Your new investigation is initialized with a few key files:
- 'experiments' : This the folder in which the results of each of the individual experiments within this investigation will be stored.
- 'clowder.log' : This file is for debugging purposes only. It contains information on user interactions with this investigation. THIS FILE SHOULD NOT BE EDITED BY A USER.
- 'clowder.meta.yml' : This file stores metadata on the investigation that allows clowder to not rely on local storage and allow multiple users to track/manage this investigation successfully. THIS FILE SHOULD NOT BE EDITED BY A USER.
- 'config.yml' : This file is a template for silnlp config files. Using jinja templating syntax, this parent config template can be rendered into the numerous child experiments.
- 'investigation' : This spreadsheet is one of your main points of interaction with the investigation process. Notice that it is generated initially with a single sheet called 'ExperimentsSetup'. In this sheet, each row represents an individual experiment. Any number of columns may be added to this sheet which will be used in the config.yml templating mentioned above, but it is generated with a few built-in configuration fields.
- 'name' : The unique name of this experiment. Choosing a descriptive name will be helpful.
- 'entrypoint' : The silnlp script that will be run (e.g. silnlp.nmt.experiment [ARGS]). There are 3 special values that can used in the entrypoints for convenience: $EXP which will be rendered as the location of the experiment as you would typically see after an silnlp.nmt.experiment command (e.g. 'FT-Esperanto/NLLB600test'), $ON_CLEARML which will be rendered as the clearml-queue flag for convenience, and $LOCAL_EXP_DIR which references the path of your local experiments mount (e.g. ~/S/MT/experiments on linux or S:\MT\experiments on Windows)
- 'results-csvs' : A semicolon-delimited list of csv filename patterns (e.g. 'scores-1000.csv;corpus_stats.csv') that would typically be outputted by silnlp - these files will be collected across experiments and aggregated in separate sheets within this spreadsheet by filename. Results will automatically be color-coded along columns (red = min, green = max). If you'd rather disable or change the color-coding, you can do so by adding '?[color-mode]' to the end of a given results name.

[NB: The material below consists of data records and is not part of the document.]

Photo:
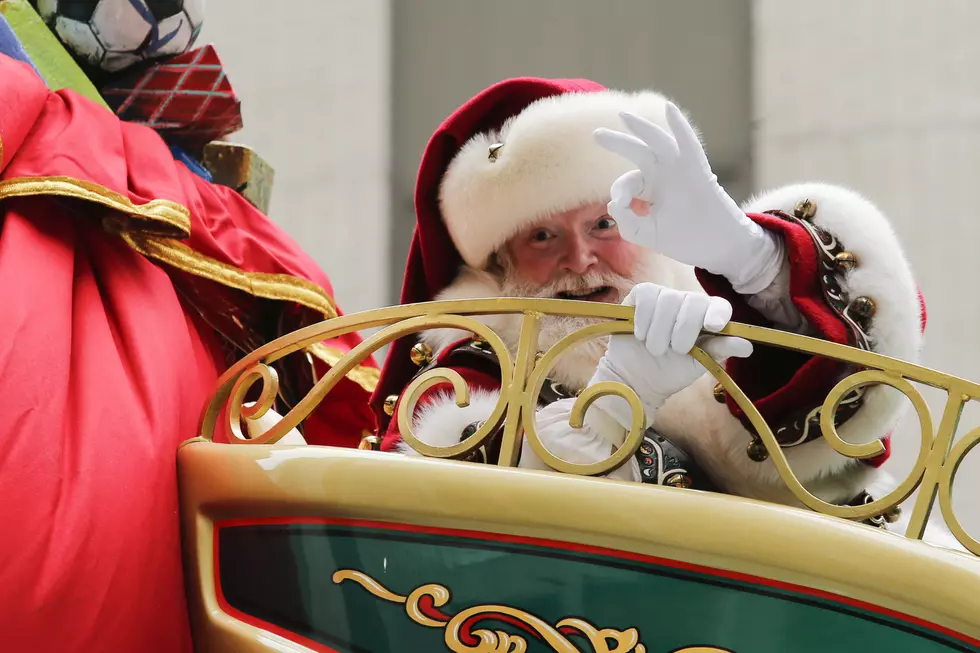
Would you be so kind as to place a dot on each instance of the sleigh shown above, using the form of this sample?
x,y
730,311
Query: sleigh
x,y
296,548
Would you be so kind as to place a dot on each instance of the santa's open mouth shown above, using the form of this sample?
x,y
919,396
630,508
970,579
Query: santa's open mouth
x,y
600,294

The color modes are: column, row, overall, and nocolor (e.g. 'tokenizer_stats.csv?nocolor'). One pair of special results values that can be used here are 'scores-best' and 'scores-last'.
- 'results-clearml-metrics : Similar to above. A semicolon-delimited list of ClearML Summary metric names.
Exploring further functionality
Clowder is intended to be intuitive, but if you wonder what any commands do or what commands are available, run clowder [command] --help
or clowder --help
to see more information.
Warning!
Interrupting a clowder command or manually editing/deleting any of the clowder.meta.ymls, filenames, or directory structures may result in an invalid state. Accidentally editing or deleting files on Google drive may not be rectifiable (unless you can undo your changes successfully), but accidental changes locally, for example to the clowder.master.meta.yml, can usually be fixed by untracking and retracking affected investigations. Please use clowder commands for managing clowder investigations as much as possible. The main points of interaction outside these commands are editing the ExperimentsSetup sheet and the config.yml. Other files may be added to the investigation folder (e.g. notes, results summary, etc.) and other sheets can be added to the investigation spreadsheet safely (as long as there are no naming conflicts), but please do not edit or delete any of the other files.